Sobre el punto, se resalta que, para la procedencia de amparos como el presente, deben observarse las causales genéricas de procedibilidad de la acción de tutela frente a providencias judiciales, entre estas:
«que la cuestión que se discuta resulte de evidente relevancia constitucional; que se hayan agotado todos los medios (ordinarios y extraordinarios) de defensa judicial al alcance de la persona afectada, salvo que se trate de evitar la consumación de un perjuicio irremediable; que se cumpla el requisito de la inmediatez; que al tratarse de una irregularidad procesal quede claro que la misma tiene un efecto decisivo o determinante en la providencia que se impugna y que afecta los derechos fundamentales de la parte actora; que ésta identifique los hechos que generaron la vulneración y las garantías superiores que considera quebrantadas; y que hubiere alegado tal afectación en el proceso judicial siempre que esto hubiere sido posible; y, que la queja no esté dirigida contra una sentencia de tutela» (CSJ, STC075-2022).

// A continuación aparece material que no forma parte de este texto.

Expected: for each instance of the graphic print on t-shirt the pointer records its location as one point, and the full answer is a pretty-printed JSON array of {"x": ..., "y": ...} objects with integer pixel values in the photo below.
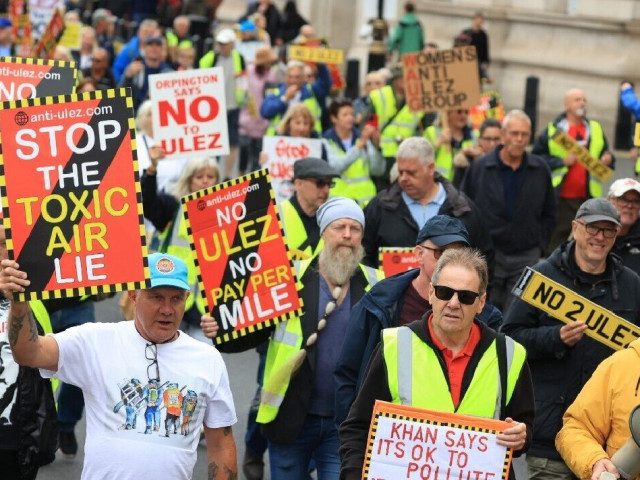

A las anteriores, deben sumarse las causales específicas de procedibilidad de la acción de tutela, las cuales, según la jurisprudencia de esta Corte, siguiendo la línea de la Corte Constitucional, se contraen a la revelación de defectos o vicios: orgánico; procedimental absoluto; fáctico; material o sustantivo; error inducido; decisión sin motivación; desconocimiento del precedente; y, violación directa de la Constitución.
2. La queja.
En el asunto que ocupa la atención de la Sala, la señora María cuestiona las decisiones adoptadas por el Juzgado Décimo de Familia de Medellín, al asignar la custodia y cuidados personales de la menor Sara a la abuela paterna, por considerarlas arbitrarias, afirmando que, i) ella es apta para seguir con la custodia de la niña, ii) tiene dificultades para visitar y comunicarse con la menor por la distancia entre Medellín, donde ella reside, y Caucasia, donde vive la niña, debido a las alteraciones de orden público, gastos de traslado y permisos laborales, y iii) actualmente, «poco y nada sé del estado y lugar donde se encuentra mi niña, no me responde el teléfono y en la única llamada que me contestó se le dijo a la niña que colgara el teléfono, porque tenía tareas que hacer».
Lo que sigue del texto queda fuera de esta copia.